Safety And Security

Our safety summary highlights how we designed and conducted our project responsibly, using non-pathogenic strains, safe reagents, and strict lab practices. We aimed to ensure our work is safe, ethical, and accessible for anyone interested in our research and project.

Safety and Security Award

Risk Assessment and Analysis

Biological Risks

  • We used E. coli TOP10 and NEB Stable competent cells, both of which are non-pathogenic lab strains generally recognized as safe for molecular cloning. These strains can't survive well outside controlled lab environments and are classified as Biosafety Level 1 (BSL-1) organisms.
  • Our project involves cloning promoters (PoxyS, PnorV, Plux) and reporter genes (e.g., GFP). None of these genes are toxic, pathogenic, or known to cause harm to humans, animals, or plants.
  • No pathogenic organisms, toxins, or antibiotic resistance elements (other than standard plasmid markers AmpR and KanR) were introduced.

Chemical Risks

  • Standard restriction digests, ligations, and transformations were performed using reagents such as buffers, enzymes, and antibiotics at low concentrations.
  • Ethidium bromide and other mutagens were not used; we relied on safe dyes and standard sequencing services for DNA analysis.
  • We purchased safe concentrations of Hydrogen Peroxide and a Nitric Oxide donor (DETA-NONOate) to ensure safety when testing.

Physical Risks

  • Experiments were carried out using basic molecular biology equipment (micropipettes, centrifuges, incubators, spectrophotometers).
  • Risks included pipette strain, minor chemical spills, contamination, or equipment misuse. These were minimized through training and practice, proper PPE such as lab coats, gloves, goggles, and lab supervision.

Security Risks

  • The parts we used are standard iGEM-compatible parts from the registry.
  • Our design has no application in bioterrorism or harmful misuse, only to help cure an inflammatory condition.
  • All DNA orders were screened by Twist under the International Gene Synthesis Consortium (IGSC) biosecurity framework, ensuring no restricted sequences could be ordered.

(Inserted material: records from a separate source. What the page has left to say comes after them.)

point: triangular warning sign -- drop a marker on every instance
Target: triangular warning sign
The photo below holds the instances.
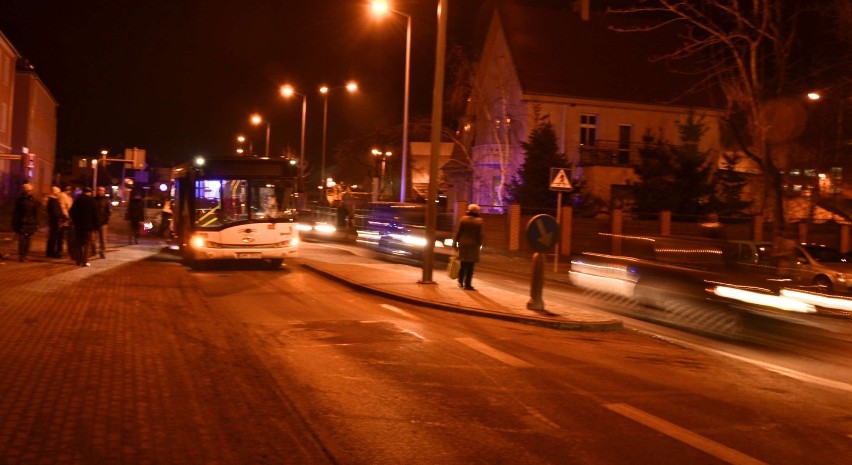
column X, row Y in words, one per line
column 560, row 181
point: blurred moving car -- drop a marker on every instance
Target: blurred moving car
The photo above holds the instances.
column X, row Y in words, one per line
column 824, row 267
column 813, row 265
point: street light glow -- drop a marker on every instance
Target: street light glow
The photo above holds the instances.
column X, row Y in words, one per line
column 380, row 7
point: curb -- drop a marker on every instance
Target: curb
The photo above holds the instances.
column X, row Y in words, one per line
column 557, row 322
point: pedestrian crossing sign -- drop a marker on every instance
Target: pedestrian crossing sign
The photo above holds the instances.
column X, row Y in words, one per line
column 560, row 179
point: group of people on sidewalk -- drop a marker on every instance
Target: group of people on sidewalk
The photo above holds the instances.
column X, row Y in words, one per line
column 79, row 224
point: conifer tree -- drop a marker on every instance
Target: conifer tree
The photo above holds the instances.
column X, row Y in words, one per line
column 531, row 186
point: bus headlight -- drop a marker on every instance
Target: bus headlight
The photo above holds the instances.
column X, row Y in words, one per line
column 198, row 241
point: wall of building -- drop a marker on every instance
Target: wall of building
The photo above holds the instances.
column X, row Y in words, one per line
column 35, row 128
column 8, row 57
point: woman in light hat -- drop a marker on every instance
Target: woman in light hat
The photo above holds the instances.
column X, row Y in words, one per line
column 25, row 220
column 468, row 241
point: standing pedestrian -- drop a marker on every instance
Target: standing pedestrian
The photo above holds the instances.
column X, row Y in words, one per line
column 135, row 216
column 25, row 220
column 66, row 199
column 84, row 216
column 468, row 242
column 104, row 212
column 56, row 218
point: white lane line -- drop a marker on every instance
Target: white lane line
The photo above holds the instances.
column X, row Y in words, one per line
column 493, row 353
column 825, row 382
column 683, row 435
column 400, row 311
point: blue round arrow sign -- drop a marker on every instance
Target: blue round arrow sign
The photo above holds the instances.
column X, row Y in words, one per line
column 542, row 233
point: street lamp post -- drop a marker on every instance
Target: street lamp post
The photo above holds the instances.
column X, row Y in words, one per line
column 381, row 7
column 437, row 117
column 381, row 185
column 256, row 119
column 288, row 91
column 324, row 90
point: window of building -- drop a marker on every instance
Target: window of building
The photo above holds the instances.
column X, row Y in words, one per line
column 588, row 130
column 624, row 135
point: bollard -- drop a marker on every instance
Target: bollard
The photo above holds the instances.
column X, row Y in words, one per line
column 536, row 302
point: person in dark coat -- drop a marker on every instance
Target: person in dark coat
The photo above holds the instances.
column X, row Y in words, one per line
column 84, row 216
column 25, row 220
column 56, row 219
column 104, row 212
column 468, row 242
column 135, row 215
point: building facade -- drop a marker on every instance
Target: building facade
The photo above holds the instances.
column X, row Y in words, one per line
column 597, row 87
column 8, row 57
column 34, row 130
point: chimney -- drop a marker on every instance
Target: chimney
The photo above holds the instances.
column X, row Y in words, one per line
column 582, row 7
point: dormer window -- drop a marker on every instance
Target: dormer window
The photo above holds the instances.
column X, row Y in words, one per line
column 588, row 130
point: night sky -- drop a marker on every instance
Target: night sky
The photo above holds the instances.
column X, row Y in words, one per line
column 180, row 77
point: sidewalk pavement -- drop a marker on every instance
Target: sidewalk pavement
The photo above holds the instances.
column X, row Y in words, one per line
column 490, row 299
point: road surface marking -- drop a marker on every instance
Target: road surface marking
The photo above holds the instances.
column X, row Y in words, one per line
column 825, row 382
column 493, row 353
column 400, row 311
column 683, row 435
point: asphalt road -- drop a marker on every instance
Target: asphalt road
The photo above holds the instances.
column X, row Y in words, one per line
column 155, row 363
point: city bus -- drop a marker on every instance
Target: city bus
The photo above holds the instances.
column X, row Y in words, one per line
column 236, row 208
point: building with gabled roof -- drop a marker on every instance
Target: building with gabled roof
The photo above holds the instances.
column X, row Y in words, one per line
column 599, row 88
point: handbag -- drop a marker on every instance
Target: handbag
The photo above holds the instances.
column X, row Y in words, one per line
column 453, row 267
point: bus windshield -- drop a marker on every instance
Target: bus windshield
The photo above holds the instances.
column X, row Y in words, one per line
column 220, row 202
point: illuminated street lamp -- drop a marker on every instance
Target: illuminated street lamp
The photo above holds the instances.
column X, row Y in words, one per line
column 382, row 185
column 242, row 140
column 256, row 119
column 324, row 90
column 382, row 8
column 288, row 91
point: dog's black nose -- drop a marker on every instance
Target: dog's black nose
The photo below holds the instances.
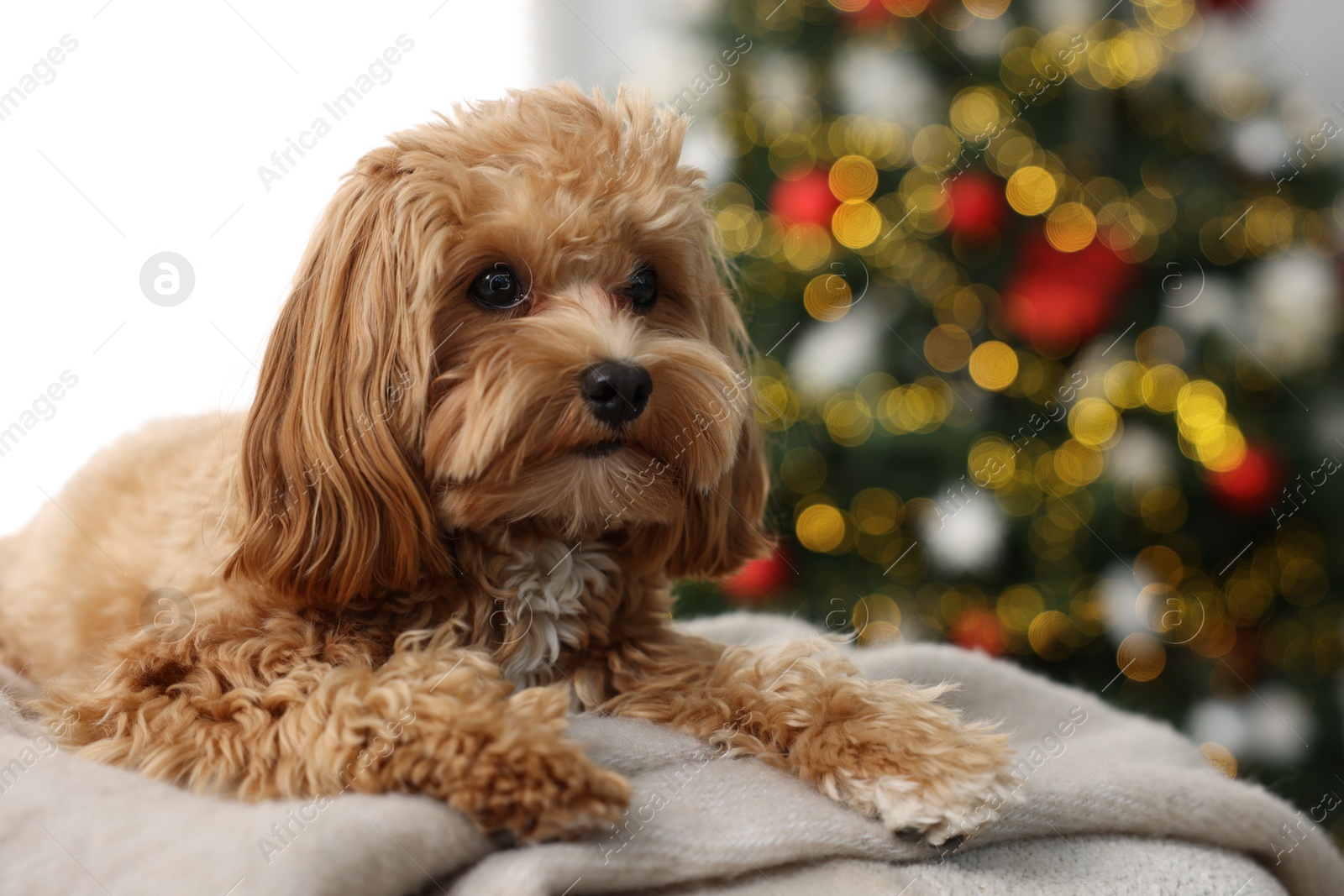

Safety Features in Our Design

  • Non-pathogenic chassis - We only used lab-safe E. coli (TOP10, NEB Stable). These strains are auxotrophic and poorly adapted to natural environments, which reduces the risk of accidental spread.
  • Benign genetic parts - Our promoters are native regulatory sequences, and GFP is a harmless fluorescent protein commonly used in education and by other iGEM teams for testing validation.
  • Containment - Work was performed in a BSL-1 facility with autoclaving and proper disposal of cultures.
  • Substitution of safer materials - Whenever possible, we used non-toxic reagents (safe nucleic acid stains instead of ethidium bromide, nitric oxide donors rather than the actual molecule itself).
  • Kill-switch potential - Although not implemented this year, our design can be adapted with kill-switch systems or auxotrophy to ensure engineered strains cannot survive outside the lab for long.

Design Rationale

We made these design and lab choices to:

  • Ensure no harm to humans, animals, or the environment.
  • Comply with iGEM's safety requirements and our local lab biosafety regulations.
  • Build a biosensor system safely that can serve as proof-of-concept without any clinical or environmental risks to potential users or ourselves.